The beloved Houston Livestock Show and Rodeo show has fallen victim to the COVID-19 pandemic yet again. The rodeo announced the cancellation of RodeHouston competitions, concerts and entertainment, carnival, attractions, and other activities on February 3.
These activities were recently rescheduled for May 4–23, due to the ongoing health situation.
The Downtown Rodeo Parade, Trail Ride activities, Rodeo Uncorked! Roundup & Best Bites Competition, and the World’s Championship Bar-B-Que Contest (presented by Comcast Business) are canceled for 2021. The Rodeo Run, presented by ConocoPhillips, will be held in a virtual format; details will be announced when available.
Dates and information for the 2022 Houston Livestock Show and Rodeo will be announced once available, per a press release.
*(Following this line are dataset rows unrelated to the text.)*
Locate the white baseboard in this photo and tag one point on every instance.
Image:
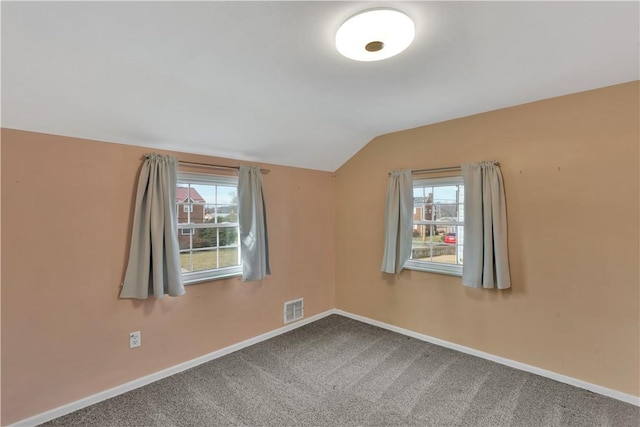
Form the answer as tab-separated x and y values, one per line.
140	382
628	398
132	385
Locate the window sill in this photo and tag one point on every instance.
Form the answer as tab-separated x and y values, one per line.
210	276
432	267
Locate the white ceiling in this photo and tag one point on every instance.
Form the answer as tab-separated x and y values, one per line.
262	81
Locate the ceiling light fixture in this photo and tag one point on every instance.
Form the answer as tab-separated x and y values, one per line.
376	34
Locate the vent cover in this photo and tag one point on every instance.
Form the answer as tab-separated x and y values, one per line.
293	310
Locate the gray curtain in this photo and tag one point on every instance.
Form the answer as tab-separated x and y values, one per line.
154	258
254	239
486	258
398	221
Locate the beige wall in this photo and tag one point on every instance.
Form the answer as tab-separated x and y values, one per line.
66	220
570	167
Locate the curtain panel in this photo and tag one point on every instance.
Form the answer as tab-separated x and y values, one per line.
398	221
154	257
486	258
254	239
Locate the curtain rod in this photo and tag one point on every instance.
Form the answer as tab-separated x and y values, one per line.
209	165
444	169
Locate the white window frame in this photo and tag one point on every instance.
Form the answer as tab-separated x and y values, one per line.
438	267
192	277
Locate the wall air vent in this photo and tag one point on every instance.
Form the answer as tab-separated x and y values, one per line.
293	310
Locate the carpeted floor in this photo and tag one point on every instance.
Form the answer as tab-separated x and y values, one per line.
340	372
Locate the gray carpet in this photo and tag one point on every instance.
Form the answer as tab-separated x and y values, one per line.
340	372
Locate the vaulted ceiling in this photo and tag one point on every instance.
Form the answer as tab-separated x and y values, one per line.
262	81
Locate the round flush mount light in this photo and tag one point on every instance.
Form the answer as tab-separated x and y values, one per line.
375	34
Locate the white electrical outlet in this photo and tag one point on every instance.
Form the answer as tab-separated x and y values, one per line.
134	339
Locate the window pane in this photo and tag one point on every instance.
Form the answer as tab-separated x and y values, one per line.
444	253
210	201
227	213
199	260
184	239
228	236
442	203
229	257
445	194
182	210
205	238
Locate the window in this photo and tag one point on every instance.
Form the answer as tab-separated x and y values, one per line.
438	225
208	232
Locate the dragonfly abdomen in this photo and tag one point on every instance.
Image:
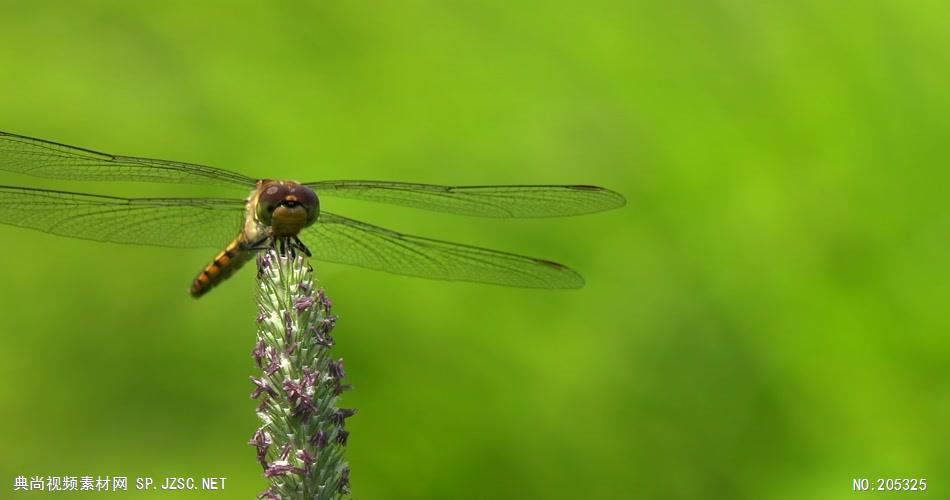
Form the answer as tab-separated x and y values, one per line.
222	267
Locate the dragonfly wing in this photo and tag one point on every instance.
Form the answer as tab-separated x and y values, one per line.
169	222
39	158
346	241
481	201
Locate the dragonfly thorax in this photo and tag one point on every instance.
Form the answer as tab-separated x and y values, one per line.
286	207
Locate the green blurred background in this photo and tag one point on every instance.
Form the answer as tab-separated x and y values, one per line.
765	319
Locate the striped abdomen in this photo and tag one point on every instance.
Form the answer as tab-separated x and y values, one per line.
223	265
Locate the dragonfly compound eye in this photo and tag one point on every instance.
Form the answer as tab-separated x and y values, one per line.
287	204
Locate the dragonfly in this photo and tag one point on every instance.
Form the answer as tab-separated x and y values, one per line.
281	212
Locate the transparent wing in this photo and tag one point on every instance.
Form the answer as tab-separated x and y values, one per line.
26	155
481	201
169	222
339	239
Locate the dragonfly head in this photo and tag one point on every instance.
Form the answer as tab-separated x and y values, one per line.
287	207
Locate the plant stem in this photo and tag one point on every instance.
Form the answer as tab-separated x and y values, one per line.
301	440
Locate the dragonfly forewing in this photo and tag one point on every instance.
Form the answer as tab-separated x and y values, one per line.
479	201
346	241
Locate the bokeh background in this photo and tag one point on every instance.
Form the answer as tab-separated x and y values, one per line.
765	319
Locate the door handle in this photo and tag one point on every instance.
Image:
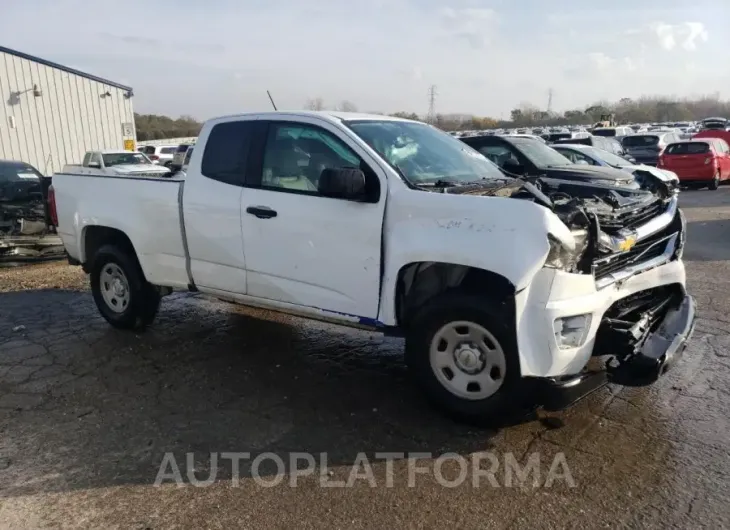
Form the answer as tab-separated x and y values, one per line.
262	212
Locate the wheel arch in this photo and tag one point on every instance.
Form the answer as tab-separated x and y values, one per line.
420	282
93	237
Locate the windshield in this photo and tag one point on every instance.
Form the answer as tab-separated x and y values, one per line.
115	159
640	140
540	154
18	172
423	154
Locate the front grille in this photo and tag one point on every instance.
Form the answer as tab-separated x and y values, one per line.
645	250
633	218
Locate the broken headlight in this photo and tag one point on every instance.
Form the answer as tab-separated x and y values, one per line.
563	257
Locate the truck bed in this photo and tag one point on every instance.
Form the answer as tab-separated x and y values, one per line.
147	209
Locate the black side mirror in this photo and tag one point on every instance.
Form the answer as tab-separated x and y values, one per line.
513	166
342	183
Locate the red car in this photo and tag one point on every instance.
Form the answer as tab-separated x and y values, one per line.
698	162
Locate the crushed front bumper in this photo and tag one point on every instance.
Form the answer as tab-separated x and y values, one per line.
656	351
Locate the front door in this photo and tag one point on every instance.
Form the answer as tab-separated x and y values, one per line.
302	248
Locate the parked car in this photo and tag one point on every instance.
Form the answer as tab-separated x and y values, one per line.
523	156
645	148
584	154
553	136
617	132
117	163
25	231
698	163
612	145
179	157
501	290
160	154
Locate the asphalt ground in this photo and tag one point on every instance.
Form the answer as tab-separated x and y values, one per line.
88	415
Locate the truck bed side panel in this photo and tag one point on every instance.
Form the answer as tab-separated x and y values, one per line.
146	210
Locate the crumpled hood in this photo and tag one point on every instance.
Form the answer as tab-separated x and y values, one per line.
663	174
586	173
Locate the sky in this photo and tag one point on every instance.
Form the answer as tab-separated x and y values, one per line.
485	57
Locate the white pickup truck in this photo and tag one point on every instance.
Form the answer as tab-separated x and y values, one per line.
504	288
117	163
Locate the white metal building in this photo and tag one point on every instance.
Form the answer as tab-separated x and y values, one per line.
50	114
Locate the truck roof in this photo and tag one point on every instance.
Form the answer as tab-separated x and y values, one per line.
330	115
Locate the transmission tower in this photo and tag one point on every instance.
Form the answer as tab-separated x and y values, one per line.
432	103
550	100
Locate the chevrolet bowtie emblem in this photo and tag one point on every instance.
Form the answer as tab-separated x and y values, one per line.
627	244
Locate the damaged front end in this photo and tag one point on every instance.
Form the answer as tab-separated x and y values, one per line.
25	234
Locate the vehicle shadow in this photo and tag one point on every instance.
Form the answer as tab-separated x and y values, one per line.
84	406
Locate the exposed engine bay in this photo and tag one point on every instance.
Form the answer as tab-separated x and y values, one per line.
614	225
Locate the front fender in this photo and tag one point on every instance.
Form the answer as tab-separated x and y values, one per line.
501	235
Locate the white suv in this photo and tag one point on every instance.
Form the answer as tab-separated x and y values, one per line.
159	154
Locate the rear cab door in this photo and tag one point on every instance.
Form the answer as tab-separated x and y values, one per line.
212	205
304	249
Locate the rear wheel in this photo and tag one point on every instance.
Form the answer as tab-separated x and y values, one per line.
461	351
715	182
122	295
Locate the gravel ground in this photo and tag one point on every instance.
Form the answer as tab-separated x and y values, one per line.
88	415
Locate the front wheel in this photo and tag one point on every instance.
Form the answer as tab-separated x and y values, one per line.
462	352
122	295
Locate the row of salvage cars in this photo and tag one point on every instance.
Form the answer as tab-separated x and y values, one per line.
697	162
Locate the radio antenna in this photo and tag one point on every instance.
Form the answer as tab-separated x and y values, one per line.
271	99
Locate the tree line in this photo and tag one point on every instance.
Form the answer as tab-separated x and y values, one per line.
156	127
648	109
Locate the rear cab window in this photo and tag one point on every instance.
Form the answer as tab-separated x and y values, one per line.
225	157
295	155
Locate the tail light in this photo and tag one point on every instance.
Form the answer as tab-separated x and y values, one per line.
52	212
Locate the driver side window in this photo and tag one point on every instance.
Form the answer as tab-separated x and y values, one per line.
296	154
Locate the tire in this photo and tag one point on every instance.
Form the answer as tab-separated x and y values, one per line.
124	298
481	403
714	183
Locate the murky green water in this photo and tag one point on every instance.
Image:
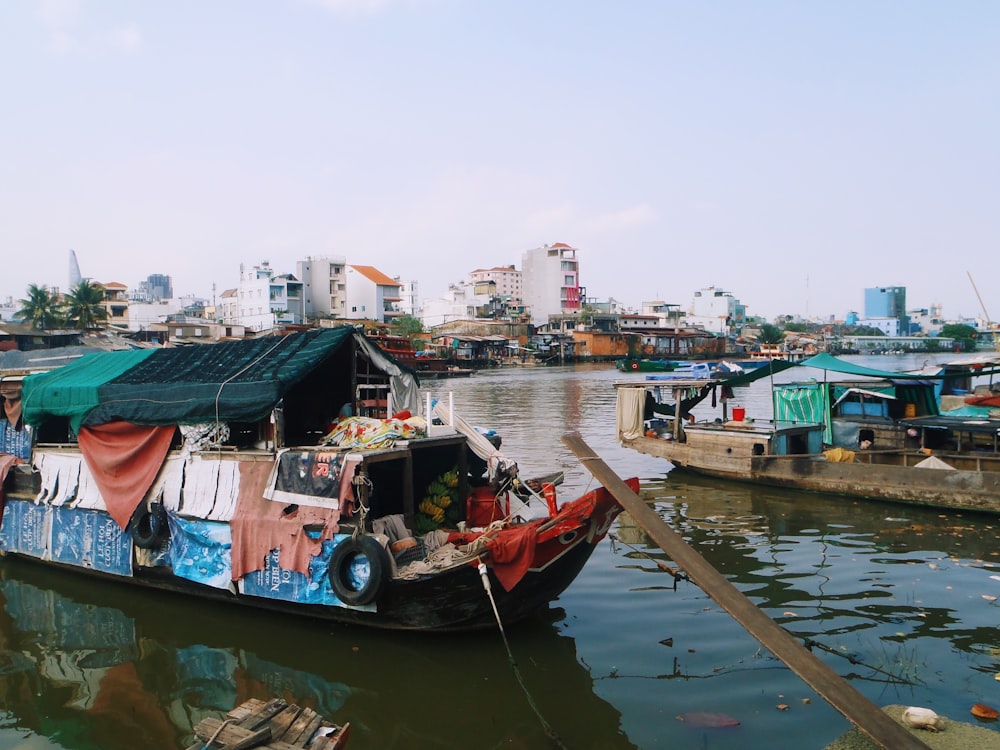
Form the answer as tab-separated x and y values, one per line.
896	599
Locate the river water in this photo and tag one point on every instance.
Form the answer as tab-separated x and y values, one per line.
900	601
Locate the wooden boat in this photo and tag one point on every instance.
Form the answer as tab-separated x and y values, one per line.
865	444
223	470
270	725
635	364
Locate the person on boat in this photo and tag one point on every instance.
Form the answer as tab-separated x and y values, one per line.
15	435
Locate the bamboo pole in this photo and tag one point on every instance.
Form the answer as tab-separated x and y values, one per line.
868	717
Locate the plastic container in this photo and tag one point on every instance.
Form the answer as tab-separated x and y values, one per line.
483	507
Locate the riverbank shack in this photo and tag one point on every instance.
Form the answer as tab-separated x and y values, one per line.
879	438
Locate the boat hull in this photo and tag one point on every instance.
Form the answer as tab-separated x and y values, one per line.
972	483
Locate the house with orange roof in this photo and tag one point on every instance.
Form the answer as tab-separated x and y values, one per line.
371	294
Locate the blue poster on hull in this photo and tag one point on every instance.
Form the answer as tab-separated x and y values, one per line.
85	538
275	582
24	529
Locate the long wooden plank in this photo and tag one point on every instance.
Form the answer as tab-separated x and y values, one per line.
868	717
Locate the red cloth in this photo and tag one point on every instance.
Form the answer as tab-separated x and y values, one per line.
261	525
124	459
512	552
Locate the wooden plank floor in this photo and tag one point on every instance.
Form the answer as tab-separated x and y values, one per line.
270	725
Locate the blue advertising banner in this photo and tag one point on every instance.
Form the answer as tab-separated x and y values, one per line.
275	582
24	529
90	539
85	538
201	551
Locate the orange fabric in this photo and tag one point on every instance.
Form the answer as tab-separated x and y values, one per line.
261	525
512	553
124	459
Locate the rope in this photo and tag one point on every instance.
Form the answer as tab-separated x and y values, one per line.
549	731
809	643
677	574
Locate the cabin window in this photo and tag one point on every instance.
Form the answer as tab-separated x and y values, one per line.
798	445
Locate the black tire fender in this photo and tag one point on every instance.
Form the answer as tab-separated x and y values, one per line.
343	582
148	526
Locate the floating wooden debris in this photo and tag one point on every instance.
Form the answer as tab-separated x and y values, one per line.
271	725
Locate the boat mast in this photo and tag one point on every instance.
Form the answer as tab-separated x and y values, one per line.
989	321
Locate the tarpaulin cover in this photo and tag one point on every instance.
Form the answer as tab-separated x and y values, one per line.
228	381
826	361
124	459
73	390
801	403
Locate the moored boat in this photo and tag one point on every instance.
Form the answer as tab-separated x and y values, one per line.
301	473
880	438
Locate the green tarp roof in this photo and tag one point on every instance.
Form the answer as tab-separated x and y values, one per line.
826	361
237	381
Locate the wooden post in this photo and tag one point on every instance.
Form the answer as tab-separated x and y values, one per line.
677	414
868	717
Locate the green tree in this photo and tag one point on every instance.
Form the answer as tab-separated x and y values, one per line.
40	308
965	336
83	306
407	325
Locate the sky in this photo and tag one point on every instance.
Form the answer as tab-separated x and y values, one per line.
790	153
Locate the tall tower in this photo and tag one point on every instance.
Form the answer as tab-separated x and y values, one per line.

“Several factors contributed to the decision, from a community health and safety perspective, as well as a financial one,” reads the rodeo announcement. “Above all, the health and safety of the community is the rodeo’s top priority, and after much consultation with local and state officials and medical experts, rodeo officials concluded that cancelling the 2021 event was the right decision, with community health at the forefront of the decision.”
Fortunately for rodeo faithful, the Junior Livestock and Horse Show competitions will be held in March, upholding the Rodeo’s mission of promoting agriculture and supporting Texas youth, per the announcement.
Junior Market Auctions and Champion Wine Auction will also still be held in May, also as private events. These events promise to follow all state and local health and safety guidelines.
Last year, in March 2020, the rodeo was forced to suddenly shutter due to the growing rate of COVID-19 infections, including some staff.
In 2019, the rodeo generated a total economic impact of $227 million, per the rodeo’s 2019 Economic Impact Study. The rodeo also provided a total economic activity of $391 million in Greater Houston.
Importantly, the rodeo promises to uphold educational commitment of $21,691,500 to statewide educational programs. Since its inception in 1932, the rodeo has committed more than $500 million to the youth of Texas and educational initiatives.
This is breaking news; CultureMap will update this story as it develops.